Estudos da OIT e do IBGE mostram que o trabalho doméstico não remunerado representa cerca de 15,7% do PIB nacional. Quando as decisões judiciais passam a considerar esse dado, avançamos em termos de justiça social e de equidade de gênero.
Apesar da importância dessa decisão, ela ainda é exceção. Muitos tribunais não aplicam esse entendimento, e ainda faltam critérios objetivos para mensurar a sobrecarga enfrentada pelas mães. Além disso, há um desafio estrutural: por que os homens não são ensinados desde cedo a exercer o trabalho de cuidado? Ser pai envolve responsabilidades que não podem ser terceirizadas. Se não aprenderam antes, podem e devem aprender agora. Assumir o cuidado dos filhos é parte da vida adulta, não uma virtude. O que precisa ser normalizado é o pai presente, não o ausente.

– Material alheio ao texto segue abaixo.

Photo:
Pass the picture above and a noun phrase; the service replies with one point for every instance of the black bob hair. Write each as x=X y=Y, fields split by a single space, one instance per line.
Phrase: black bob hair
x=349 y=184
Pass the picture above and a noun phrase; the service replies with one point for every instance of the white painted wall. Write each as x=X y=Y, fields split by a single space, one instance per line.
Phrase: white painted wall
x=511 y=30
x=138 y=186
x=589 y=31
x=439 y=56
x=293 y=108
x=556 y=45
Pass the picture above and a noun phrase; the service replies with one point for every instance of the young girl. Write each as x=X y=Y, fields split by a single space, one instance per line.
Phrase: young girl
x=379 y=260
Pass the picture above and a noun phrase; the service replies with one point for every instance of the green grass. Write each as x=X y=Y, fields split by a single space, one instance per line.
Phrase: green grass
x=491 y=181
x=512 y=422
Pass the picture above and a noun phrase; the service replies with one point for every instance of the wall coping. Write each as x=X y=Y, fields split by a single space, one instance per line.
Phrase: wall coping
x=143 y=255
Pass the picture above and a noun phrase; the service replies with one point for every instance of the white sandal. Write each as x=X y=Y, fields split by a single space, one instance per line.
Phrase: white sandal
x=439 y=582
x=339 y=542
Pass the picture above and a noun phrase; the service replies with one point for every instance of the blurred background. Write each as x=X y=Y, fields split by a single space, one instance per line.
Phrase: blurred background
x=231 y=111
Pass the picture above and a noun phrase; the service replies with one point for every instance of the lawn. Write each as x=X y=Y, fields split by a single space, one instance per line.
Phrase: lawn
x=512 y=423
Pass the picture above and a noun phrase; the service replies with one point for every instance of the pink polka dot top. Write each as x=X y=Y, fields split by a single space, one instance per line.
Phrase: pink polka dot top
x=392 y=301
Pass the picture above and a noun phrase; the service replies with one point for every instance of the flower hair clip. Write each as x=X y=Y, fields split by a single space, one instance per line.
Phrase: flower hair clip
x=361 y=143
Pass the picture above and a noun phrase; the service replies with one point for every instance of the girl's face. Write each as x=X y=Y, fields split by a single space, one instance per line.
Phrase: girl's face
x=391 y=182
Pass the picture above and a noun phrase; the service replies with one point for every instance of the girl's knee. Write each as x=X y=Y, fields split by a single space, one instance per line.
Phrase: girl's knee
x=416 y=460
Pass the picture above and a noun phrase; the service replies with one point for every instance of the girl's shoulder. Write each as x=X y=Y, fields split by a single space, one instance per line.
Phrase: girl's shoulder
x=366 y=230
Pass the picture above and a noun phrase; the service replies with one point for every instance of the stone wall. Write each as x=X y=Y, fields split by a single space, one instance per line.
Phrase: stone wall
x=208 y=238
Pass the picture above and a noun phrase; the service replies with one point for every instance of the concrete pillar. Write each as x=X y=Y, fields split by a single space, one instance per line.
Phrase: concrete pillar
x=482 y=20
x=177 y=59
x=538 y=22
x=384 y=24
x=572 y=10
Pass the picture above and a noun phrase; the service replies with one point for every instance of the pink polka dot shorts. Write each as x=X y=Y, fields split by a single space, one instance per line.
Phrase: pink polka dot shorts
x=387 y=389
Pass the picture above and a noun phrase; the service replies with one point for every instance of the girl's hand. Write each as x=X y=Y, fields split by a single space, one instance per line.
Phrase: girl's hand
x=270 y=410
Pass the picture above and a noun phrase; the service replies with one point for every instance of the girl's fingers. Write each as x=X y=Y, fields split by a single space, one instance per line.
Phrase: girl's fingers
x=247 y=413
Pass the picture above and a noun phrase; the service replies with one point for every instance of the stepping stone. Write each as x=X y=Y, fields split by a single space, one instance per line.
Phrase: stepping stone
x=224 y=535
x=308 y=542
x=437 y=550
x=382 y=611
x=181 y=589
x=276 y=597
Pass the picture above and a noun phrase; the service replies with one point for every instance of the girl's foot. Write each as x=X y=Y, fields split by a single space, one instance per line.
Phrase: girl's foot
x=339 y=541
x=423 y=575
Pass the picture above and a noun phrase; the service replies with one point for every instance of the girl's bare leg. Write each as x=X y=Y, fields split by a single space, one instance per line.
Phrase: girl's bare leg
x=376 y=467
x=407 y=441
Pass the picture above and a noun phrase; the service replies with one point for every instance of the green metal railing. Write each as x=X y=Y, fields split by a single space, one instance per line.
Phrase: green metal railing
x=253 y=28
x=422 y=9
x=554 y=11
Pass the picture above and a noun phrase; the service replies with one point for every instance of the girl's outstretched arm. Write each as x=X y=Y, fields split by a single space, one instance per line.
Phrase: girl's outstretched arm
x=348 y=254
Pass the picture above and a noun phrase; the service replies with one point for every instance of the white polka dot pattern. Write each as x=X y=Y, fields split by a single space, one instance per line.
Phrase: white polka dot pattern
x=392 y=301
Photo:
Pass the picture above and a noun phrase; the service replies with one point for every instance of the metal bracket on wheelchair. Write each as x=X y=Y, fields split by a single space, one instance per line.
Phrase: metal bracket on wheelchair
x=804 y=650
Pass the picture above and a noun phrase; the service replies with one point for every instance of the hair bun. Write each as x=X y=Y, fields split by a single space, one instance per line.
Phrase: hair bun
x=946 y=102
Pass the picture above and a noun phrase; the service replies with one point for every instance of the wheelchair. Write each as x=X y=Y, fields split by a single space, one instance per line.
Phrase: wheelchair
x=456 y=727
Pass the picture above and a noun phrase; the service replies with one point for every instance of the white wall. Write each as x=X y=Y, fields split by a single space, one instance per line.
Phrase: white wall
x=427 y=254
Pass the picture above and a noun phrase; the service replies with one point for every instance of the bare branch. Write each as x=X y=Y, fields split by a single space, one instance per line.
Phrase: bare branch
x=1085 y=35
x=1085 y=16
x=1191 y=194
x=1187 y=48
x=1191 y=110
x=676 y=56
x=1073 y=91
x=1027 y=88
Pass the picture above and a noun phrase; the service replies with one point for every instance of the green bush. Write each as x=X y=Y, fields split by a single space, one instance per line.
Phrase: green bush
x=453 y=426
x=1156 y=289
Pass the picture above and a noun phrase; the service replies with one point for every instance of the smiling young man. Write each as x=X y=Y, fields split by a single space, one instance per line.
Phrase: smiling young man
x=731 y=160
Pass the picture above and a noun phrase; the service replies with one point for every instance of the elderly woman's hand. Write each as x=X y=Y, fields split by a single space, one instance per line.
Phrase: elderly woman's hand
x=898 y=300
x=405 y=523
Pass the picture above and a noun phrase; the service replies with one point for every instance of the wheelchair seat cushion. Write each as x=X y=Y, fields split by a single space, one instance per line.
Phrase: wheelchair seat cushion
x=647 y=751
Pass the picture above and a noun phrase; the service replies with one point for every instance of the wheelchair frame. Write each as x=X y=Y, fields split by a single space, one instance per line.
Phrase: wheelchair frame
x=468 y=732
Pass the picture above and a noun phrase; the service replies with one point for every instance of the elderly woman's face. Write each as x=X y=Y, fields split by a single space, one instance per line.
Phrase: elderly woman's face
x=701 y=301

A decisão do TJSP rompe com a ideia ultrapassada de que a mãe cuida e o pai contribui financeiramente. Ela sinaliza um novo paradigma, que reconhece o cuidado como trabalho e a maternidade solitária como uma violação da corresponsabilidade parental. Ao reconhecer esse cenário como fator determinante no cálculo da pensão, o Judiciário dá um passo necessário e corajoso para aproximar o direito da realidade vivida por tantas mulheres.